Unpredictability is the only predictable element of Pakistan cricket, but after the despondency in Lahore, not many would count on Sami’s return, at least in the ODI format.
A man of few words
Sami is not known to speak a lot. The Sami smile is a tale of pain and agony; perhaps the fakest of all. The self-consumed Karachiite generally abhors interaction with cricket buffs, even journalists. The Sami reply to a question is generally a single word — yes or no.
On the eve of the second T20 against Zimbabwe, the broadcaster interviewed Sami for some three minutes, and was rewarded with his one-liners that lasted three seconds at most.
Some prominent names in Pakistan cricket have worked closely with him. At the forefront is his department’s (PQA) sports head, Rashid Latif, who is clueless about Sami’s predicaments that boil down to the failure of replicating his domestic form in the international arena.
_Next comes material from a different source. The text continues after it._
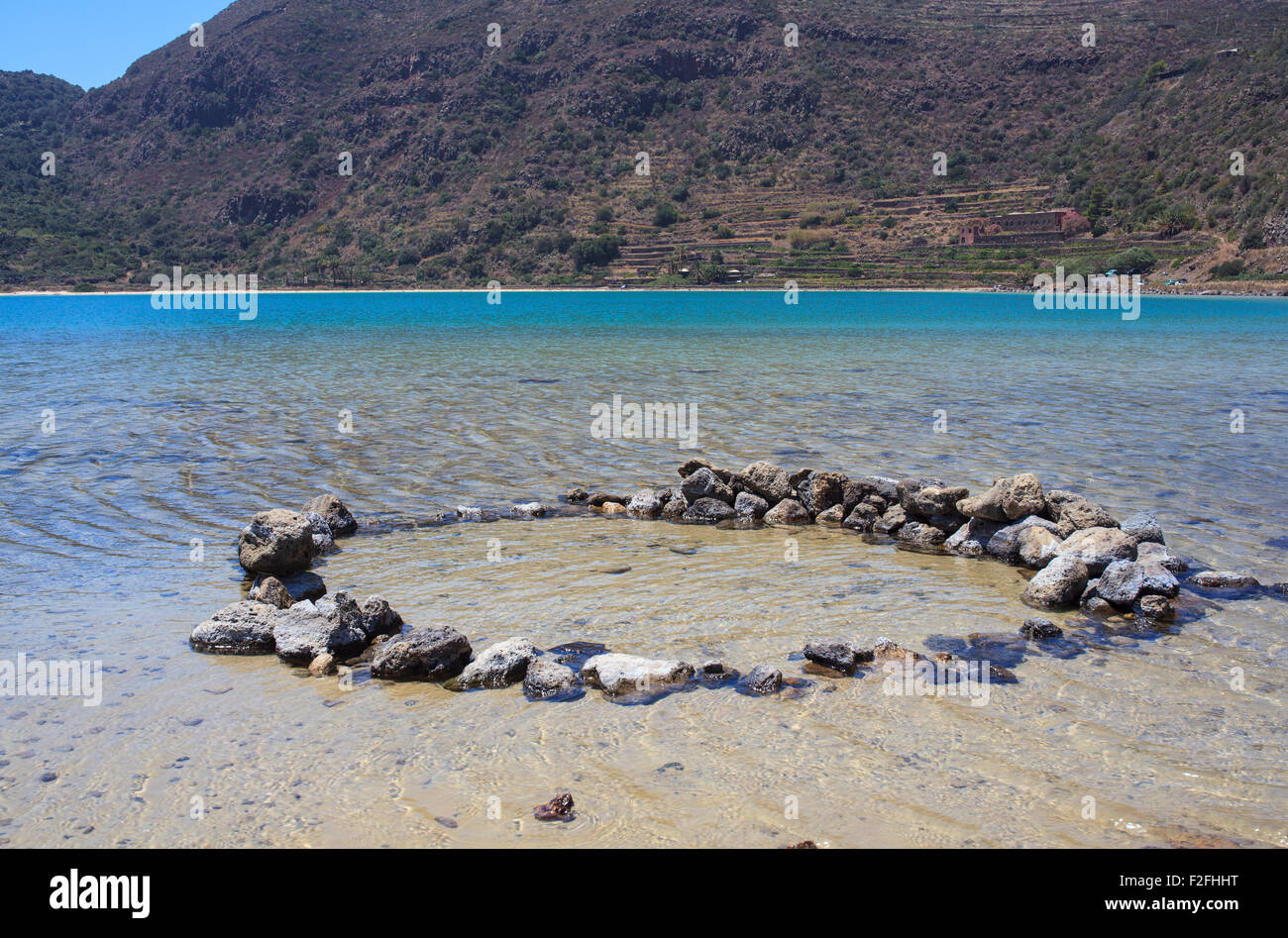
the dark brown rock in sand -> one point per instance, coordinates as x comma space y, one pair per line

“I think he needs to see a shrink,” says a bemused Latif. “There has to be something that is beyond his control, I can’t tell you how frustrating it is to see him flounder, given the natural talent and ability he is blessed with.”
The ace gloveman and former Pakistan captain is not the only one who bemoans the Sami failure.
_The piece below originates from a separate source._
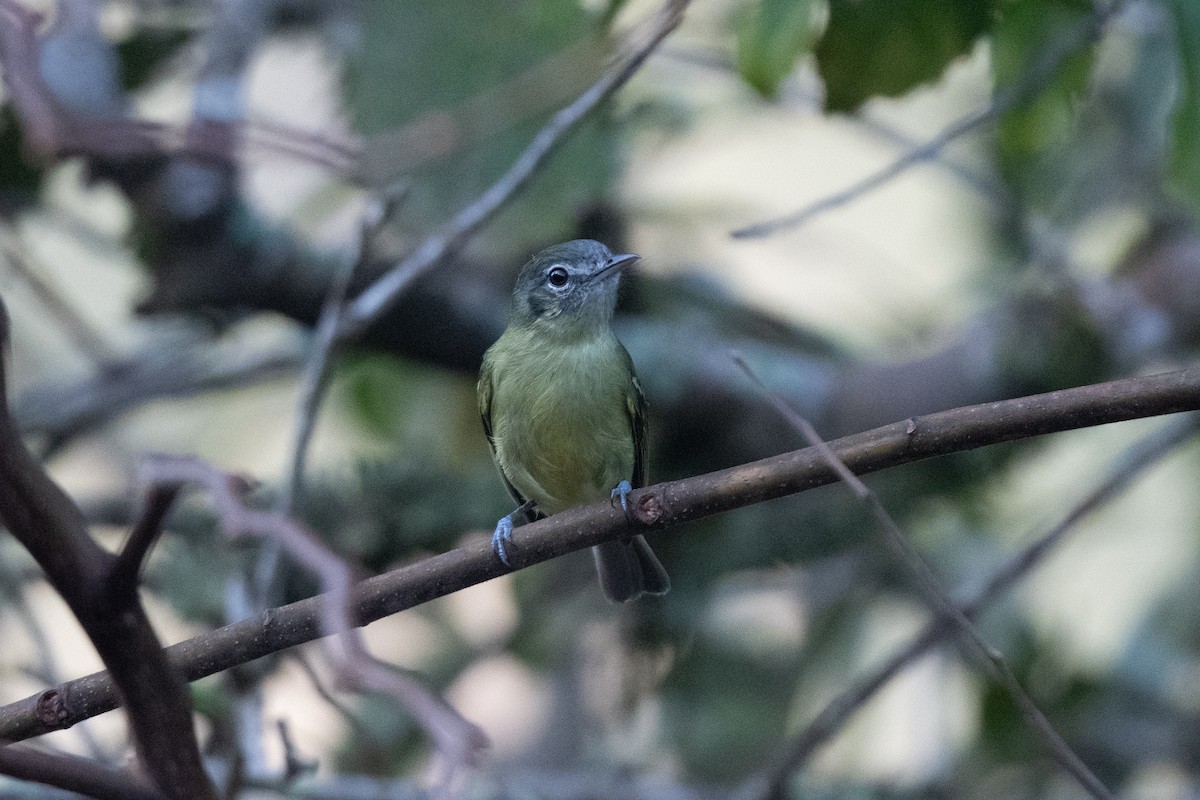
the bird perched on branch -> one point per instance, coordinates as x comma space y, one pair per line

Another ex-captain Moin Khan, under whose captaincy Sami delivered the Auckland debut blitz, is equally dejected. “Sami is an exceptional talent, I haven’t seen a fast-bowler anywhere who can field the way Sami does and is as handy with the bat,” said Moin. “Sami’s inconsistency has been a serious let down; it pains me to see him fail.”
For now, there is no guarantee about the duration of his latest return. The fragility of Pakistan’s fast-bowler may just allow a few more games in Sri Lanka next month.
In ODI captain Azhar Ali’s words, Sami, despite his advancing years, was the fastest bowler in the country after a heady skirmish with the pacer during the Pentangular Cup earlier in the year. But one doesn’t know yet how Azhar rates Sami’s chances for the Sri Lanka tour after the Zimbabwe show.
The Sami story threatens to end on a tragic note; the heart weeps, yet hopes for a miracle.
Published in The Express Tribune, June 3rd, 2015.